It isn't often that a city gets a gift that promises to pay at least $4.75 million a year in local taxes, creates jobs, pollutes far less and gives the city about 40 acres of land it can use to open the harbor to more public access while developing other tax-paying, job-creating businesses.
If Footprint Power's plans are approved by a myriad of state agencies, that is what the City of Salem is getting from the plans by the Bridgewater, NJ firm for a new 630-megawatt natural gas electric generation plant to be built on the site of the old .
"The world has completely changed with these guys coming in," said Lauren Liss, an environmental attoney representing Footprint.
In its first formal presentation on the proposed natural gas plant, received a relatively warm welcome from the handful of Salem residents who showed up for the morning meeting. The executives were asked numerous questions from residents, other state agency officials and representatives of environmental groups.

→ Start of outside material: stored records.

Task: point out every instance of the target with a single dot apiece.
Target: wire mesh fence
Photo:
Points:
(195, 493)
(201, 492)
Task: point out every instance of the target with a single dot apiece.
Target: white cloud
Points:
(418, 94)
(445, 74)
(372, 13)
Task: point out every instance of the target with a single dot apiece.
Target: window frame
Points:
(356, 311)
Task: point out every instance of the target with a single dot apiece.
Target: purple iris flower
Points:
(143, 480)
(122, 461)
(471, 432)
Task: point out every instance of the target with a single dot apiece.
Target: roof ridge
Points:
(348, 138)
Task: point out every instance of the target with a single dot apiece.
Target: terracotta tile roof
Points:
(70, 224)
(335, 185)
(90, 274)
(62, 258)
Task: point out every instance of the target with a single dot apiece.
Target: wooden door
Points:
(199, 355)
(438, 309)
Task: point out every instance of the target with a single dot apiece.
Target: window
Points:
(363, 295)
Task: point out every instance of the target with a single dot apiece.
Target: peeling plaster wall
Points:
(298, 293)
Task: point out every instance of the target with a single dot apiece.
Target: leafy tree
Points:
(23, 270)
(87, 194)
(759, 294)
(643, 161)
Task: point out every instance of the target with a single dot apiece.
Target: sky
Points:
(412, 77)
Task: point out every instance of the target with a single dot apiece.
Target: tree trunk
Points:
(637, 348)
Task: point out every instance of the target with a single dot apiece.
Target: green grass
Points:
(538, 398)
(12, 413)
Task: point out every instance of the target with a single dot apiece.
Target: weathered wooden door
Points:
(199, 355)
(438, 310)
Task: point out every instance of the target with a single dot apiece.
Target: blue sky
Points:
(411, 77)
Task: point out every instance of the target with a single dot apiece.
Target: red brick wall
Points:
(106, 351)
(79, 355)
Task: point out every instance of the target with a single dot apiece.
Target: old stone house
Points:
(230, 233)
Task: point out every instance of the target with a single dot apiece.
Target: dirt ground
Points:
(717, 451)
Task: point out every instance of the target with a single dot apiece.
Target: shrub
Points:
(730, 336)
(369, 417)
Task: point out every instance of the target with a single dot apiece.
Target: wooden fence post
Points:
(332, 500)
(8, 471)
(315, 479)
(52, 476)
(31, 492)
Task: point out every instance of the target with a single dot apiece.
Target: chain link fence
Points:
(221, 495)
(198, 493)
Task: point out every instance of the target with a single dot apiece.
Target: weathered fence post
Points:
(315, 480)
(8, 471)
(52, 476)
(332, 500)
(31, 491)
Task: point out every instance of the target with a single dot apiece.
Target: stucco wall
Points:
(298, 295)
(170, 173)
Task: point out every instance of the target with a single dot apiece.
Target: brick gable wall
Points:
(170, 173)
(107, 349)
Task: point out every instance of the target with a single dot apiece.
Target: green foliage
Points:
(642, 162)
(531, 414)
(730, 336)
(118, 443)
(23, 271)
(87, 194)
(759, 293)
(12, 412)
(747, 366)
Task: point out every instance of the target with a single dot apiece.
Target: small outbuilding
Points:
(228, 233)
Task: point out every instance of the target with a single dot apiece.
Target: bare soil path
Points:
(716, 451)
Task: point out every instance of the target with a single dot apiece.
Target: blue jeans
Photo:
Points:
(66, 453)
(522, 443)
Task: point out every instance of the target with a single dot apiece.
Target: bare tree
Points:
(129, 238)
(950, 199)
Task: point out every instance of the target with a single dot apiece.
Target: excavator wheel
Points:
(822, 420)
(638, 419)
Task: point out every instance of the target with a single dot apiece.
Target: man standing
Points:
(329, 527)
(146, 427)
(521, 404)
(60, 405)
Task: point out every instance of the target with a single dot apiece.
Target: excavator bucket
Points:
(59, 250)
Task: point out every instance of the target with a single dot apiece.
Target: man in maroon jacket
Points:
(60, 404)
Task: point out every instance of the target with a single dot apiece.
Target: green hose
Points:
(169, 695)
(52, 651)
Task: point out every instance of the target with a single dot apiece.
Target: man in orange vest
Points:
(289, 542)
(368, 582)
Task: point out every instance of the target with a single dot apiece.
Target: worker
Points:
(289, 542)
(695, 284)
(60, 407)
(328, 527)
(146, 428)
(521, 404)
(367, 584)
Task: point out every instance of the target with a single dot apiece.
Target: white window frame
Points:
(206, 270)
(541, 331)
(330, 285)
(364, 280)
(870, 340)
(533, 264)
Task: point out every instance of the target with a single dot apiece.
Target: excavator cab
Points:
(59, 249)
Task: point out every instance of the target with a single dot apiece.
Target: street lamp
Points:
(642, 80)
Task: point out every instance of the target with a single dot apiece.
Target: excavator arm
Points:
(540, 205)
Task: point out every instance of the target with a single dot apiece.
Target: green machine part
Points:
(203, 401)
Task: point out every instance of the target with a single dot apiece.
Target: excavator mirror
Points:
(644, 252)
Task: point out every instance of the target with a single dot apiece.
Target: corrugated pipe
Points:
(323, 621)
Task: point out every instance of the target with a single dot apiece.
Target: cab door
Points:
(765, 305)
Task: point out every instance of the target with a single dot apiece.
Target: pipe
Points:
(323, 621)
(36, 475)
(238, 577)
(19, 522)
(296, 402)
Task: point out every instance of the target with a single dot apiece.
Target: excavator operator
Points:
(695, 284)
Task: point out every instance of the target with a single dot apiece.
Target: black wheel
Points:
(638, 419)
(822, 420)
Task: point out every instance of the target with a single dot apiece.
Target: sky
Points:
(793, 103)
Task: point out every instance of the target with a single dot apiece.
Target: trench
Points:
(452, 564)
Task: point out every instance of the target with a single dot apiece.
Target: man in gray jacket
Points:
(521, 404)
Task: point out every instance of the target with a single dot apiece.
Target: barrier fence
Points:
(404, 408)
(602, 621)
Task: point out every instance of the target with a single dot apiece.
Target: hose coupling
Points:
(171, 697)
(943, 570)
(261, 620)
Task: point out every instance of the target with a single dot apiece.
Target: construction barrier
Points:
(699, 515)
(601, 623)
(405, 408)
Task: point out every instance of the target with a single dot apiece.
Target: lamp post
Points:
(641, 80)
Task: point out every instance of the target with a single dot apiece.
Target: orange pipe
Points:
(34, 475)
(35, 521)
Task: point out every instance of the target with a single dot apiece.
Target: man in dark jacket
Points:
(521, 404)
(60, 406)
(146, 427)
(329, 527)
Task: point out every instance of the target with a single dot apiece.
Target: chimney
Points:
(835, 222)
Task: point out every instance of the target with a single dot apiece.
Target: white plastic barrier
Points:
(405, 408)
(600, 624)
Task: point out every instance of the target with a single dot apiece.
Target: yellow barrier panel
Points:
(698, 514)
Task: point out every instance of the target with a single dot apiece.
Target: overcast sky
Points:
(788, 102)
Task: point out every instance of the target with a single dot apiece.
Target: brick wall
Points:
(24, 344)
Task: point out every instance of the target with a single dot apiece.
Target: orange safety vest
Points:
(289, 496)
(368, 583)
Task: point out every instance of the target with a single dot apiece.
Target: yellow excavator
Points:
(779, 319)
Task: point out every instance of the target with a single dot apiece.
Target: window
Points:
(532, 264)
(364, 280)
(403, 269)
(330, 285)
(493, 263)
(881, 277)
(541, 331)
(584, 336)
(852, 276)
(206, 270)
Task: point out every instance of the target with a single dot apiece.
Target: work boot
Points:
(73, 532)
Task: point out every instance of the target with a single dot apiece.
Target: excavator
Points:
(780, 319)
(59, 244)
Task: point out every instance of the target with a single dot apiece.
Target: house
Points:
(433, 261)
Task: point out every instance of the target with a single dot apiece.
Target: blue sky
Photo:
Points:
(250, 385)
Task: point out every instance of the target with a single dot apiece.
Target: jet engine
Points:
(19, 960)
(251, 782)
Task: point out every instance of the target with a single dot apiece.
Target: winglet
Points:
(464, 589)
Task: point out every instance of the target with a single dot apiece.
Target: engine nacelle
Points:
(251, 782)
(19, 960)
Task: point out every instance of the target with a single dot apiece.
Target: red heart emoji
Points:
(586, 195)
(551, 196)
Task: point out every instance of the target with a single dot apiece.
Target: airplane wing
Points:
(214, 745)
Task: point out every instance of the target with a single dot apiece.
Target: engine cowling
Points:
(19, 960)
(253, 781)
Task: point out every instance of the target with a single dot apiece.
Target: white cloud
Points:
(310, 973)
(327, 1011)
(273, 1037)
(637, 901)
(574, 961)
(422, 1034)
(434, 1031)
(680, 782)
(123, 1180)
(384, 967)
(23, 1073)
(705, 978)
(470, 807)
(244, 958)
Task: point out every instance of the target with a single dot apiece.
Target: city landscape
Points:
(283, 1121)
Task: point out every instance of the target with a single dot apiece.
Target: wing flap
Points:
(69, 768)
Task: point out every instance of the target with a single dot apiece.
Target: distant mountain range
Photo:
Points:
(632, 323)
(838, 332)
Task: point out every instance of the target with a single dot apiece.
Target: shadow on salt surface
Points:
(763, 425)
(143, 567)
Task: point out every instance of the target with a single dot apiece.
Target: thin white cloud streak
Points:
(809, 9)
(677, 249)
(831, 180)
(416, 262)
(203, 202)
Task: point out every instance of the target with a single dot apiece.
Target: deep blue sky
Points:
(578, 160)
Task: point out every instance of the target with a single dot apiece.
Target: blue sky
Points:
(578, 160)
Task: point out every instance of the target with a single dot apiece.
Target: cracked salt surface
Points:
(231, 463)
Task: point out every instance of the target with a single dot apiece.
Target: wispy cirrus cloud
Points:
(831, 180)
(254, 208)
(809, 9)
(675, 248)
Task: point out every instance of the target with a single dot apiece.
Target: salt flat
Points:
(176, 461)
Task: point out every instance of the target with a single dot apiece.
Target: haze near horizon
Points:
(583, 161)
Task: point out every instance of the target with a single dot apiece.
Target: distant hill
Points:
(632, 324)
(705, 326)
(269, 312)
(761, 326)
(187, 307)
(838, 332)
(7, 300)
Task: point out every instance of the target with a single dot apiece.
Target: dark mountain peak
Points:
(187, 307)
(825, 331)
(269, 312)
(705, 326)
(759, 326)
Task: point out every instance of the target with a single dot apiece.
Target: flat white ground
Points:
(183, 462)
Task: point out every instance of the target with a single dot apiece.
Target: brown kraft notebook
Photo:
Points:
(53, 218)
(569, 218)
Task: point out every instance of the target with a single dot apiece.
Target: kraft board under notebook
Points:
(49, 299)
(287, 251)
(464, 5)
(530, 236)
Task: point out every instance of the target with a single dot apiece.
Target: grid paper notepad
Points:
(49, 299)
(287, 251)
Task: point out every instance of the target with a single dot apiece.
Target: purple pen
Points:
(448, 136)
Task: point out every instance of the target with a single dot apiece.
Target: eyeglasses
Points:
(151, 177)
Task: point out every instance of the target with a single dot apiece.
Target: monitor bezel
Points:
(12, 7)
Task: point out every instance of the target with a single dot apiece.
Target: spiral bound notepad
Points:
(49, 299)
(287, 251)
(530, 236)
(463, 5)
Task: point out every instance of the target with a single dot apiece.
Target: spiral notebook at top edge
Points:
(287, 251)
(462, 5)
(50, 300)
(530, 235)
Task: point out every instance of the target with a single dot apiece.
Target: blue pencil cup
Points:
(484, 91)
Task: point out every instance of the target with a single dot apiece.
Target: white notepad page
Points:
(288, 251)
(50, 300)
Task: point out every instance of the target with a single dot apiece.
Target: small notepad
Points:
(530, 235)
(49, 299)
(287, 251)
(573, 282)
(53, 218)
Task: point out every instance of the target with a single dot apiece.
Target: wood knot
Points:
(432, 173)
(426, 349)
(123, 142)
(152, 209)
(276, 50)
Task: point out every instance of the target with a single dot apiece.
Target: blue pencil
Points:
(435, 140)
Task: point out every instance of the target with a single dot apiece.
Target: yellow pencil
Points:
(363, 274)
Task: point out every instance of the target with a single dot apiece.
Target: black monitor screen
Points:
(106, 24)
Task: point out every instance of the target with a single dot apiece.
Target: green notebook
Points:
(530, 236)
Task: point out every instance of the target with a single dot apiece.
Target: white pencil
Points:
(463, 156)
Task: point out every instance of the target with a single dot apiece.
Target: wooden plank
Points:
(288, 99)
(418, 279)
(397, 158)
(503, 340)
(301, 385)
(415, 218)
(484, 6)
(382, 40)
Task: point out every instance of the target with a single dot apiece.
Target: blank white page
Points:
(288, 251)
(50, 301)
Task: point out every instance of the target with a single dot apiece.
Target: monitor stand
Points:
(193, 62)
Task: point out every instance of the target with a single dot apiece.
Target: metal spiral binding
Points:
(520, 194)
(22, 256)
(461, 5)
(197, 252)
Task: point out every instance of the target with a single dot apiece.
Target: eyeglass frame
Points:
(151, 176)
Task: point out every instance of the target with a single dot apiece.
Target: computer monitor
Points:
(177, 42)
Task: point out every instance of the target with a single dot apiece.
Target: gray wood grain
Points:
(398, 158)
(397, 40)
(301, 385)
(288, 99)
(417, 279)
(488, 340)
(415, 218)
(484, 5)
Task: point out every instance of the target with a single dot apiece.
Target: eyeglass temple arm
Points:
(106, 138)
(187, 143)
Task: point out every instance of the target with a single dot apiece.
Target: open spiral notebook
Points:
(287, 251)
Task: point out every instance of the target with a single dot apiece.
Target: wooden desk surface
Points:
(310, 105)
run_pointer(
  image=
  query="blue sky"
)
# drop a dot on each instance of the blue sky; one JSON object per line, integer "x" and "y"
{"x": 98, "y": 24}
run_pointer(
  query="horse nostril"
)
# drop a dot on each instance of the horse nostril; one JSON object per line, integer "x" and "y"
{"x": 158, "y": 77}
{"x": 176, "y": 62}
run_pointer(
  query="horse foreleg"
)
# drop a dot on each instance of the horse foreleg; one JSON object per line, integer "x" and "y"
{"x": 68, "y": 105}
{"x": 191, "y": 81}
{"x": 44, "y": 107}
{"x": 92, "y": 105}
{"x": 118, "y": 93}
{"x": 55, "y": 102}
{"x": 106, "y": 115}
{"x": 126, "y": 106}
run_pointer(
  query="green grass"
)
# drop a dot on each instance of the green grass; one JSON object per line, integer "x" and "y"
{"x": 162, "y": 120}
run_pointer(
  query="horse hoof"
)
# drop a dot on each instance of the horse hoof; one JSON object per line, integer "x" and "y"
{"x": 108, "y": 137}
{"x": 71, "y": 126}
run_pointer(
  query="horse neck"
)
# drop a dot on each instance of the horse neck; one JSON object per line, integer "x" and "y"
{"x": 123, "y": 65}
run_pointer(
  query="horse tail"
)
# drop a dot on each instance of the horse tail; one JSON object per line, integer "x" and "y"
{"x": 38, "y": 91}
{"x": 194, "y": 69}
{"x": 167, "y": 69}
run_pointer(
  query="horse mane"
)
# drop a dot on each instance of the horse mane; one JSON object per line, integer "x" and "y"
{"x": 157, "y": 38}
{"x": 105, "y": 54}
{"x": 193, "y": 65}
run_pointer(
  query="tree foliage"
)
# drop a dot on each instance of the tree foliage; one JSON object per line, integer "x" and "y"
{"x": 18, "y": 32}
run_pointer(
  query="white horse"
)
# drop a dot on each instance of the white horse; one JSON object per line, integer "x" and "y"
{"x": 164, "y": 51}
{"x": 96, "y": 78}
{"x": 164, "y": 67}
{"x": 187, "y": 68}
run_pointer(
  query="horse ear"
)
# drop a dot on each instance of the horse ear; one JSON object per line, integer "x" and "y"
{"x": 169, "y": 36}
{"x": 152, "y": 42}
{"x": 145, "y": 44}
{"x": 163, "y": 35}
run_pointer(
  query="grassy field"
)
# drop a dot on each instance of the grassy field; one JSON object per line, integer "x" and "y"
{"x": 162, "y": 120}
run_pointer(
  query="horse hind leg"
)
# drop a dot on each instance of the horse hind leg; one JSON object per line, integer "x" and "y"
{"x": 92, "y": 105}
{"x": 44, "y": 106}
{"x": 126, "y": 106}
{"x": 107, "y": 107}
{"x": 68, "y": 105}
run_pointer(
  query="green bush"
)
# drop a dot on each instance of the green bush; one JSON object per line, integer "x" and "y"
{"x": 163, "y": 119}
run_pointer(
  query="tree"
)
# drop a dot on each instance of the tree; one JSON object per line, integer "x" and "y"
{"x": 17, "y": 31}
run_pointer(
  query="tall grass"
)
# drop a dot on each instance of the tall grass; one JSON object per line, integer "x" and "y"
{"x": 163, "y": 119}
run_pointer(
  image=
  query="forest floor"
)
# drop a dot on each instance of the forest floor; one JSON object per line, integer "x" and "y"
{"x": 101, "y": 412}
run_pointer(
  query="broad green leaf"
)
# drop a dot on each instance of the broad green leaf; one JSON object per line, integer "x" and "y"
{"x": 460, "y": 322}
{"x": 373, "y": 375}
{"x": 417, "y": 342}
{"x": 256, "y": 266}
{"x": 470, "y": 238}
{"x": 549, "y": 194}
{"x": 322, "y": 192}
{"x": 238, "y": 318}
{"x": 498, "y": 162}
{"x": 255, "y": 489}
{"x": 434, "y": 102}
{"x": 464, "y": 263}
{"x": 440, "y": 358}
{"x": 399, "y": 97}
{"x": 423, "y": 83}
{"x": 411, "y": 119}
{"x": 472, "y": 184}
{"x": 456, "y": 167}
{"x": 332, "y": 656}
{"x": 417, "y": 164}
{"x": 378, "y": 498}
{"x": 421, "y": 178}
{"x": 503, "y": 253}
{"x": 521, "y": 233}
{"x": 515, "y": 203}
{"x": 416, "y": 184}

No speaker demanded that the city or state stop Footprint from building the proposed natural gas plant within blocks of Derby Street residents.
Salem City Planner Lynn Duncan said the city is pleased that Footprint will demolish the old Salem Power Plant and clean up the 64-acre site.
"We are excited to work with the city," said Peter Furniss, CEO of Footprint.
$4.75 Million in Taxes And More
The Footprint executives said the company would pay at least the $4.75 million that Dominion has paid to the city in the past several years.
The plant might generate more. Furniss and Silverstein said that would be the subject of negotiations with the city.
In a one-year agreement for this year, Dominion Energy is paying the city $3 million less. It will pay $1,490,500 in property taxes and $259,500 as a host fee for a total of $1.75 million.
And the threat to the city was that when Dominion closed its last unit in 2014, it would pay the city almost no taxes. For five years, any loss in revenues for the city will be made up by the state from a special regional fund created by energy companies.
But Mayor Kimberley Driscoll has warned that without something like the natural gas plant, the city could face a $5 million shortfall in coming years.
In addition to the property taxes, the natural gas plant, built on 20 of the 64-acre site, would leave open almost 40 acres for new commercial development.
Boston Needs the Electricity
Under the Footprint plan, the old plant would be torn down after its last unit closes in May of 2014. And in its place Footprint would build a new plant that would supply electricity to the New England grid and particularly to a electricity needy Boston.
The new plant, which would be used only when the New England electric grid operator calls on it, can get 300 megawatts of generating power started in 10 minutes, the full 630 megawatts within one hour.
Older plants require about 10 hours to start generating power.
The plant is adjacent to a large National Grid switching station, which will convert the generated electricity. And it is within two miles of a huge natural gas pipeline, owned by Spectra, that brings gas from Canada to New England.
The proximity to both the pipeline and the switching station make the natural gas plant feasible, Furniss said.
Footprint said the new plant will have far less impact on the environment than the old plant. Instead of using 110 million gallons of water from the harbor each day, the new plant, which uses air instead of water to cool itself down, will use almost none. That is bad news for fishermen who like to catch fish attracted to the heated water the plant now pumps back into the harbor, but it is good for the overall health of the harbor, they said.
The plant will also have to comply with new, stricter air quality standards. The new plant, Furniss said, would not pollute the air nearly as much as the existing plant.
40 Acres of Harborfront to Develop
City officials, residents and the power company executives seemed most pleased that the new plant will open about two-thirds of the site closest to downtown for future development.
The power officials said they have no idea what that new development would look like. Under the current harbor plan, it would have to be marine-related businesses.
Silverstein said Footprint is pleased to reopen the Salem Harbor to public access. "Salem Harbor is the city's greatest natural resource. We are excited that we are the ones who will allow Salem to turn back to the harbor. For years, the harbor has been blocked off by a chain link fence."